Difference between revisions of "SOCR News ISI WSC DSPA Training 2021"

Revision as of 12:58, 11 March 2021

SOCR News & Events: 2021 ISI/WSC Training and Education Bootcamp on Data Science and Predictive Analytics (DSPA)

2021 ISI World Statistical Congress

Overview

....

Organizer

Ivo Dinov, University of Michigan, SOCR, MIDAS.

Session Logistics

Date/Time: Wednesday & Thursday, June 16-17, 2021, 14.00-17.00, Central European Summer Time, CEST (UTC+2)
Registration: TBD.
URL: TBD.
Conference: 2021 ISI World Statistical Congress.
Session Format: Daily 3-hour sessions.
Session URL: https://myumi.ch/erXm2.

Overview

This course will be based on a Data Science and Predictive Analytics (DSPA) course I teach at the University of Michigan. The training will provide intermediate to advanced learners with a solid data science foundation to address challenges related to collecting, managing, processing, interrogating, analyzing and interpreting complex health and biomedical datasets using R. Participants will gain skills and acquire a tool-chest of methods, software tools, and protocols that can be applied to a broad spectrum of Big Data problems.

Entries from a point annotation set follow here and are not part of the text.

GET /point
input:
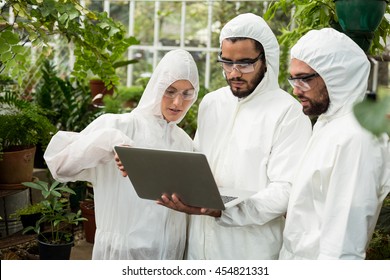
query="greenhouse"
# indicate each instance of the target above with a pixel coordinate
(288, 100)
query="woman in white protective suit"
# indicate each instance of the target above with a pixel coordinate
(129, 227)
(343, 175)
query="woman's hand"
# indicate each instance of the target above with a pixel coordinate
(120, 165)
(174, 203)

Before diving into the mathematical algorithms, statistical computing methods, software tools, and health analytics, we will discuss a number of driving motivational problems. These will ground all the subsequent scientific discussions, data modeling, and computational approaches.

Vision

Enable active-learning by integrating driving motivational challenges with mathematical foundations, computational statistics, and modern scientific inference

Values

Effective, reliable, reproducible, and transformative data-driven discovery supporting open-science

Strategic priorities

Trainees will develop scientific intuition, computational skills, and data-wrangling abilities to tackle Big biomedical and health data problems. Instructors will provide well-documented R-scripts and software recipes implementing atomic data-filters as well as complex end-to-end predictive big data analytics solutions.

Outcomes

Upon successful completion of this course, participants are expected to have moderate competency in at least two of each of the three competency areas: Algorithms and Applications, Data Management, and Analysis Methods. Specifically, participants will get end-to-end R-protocols, gain ML/AI algorithm knowledge, explore data validation, wrangling, and visualization, experiment with statistical inference and model-free Machine Learning tools.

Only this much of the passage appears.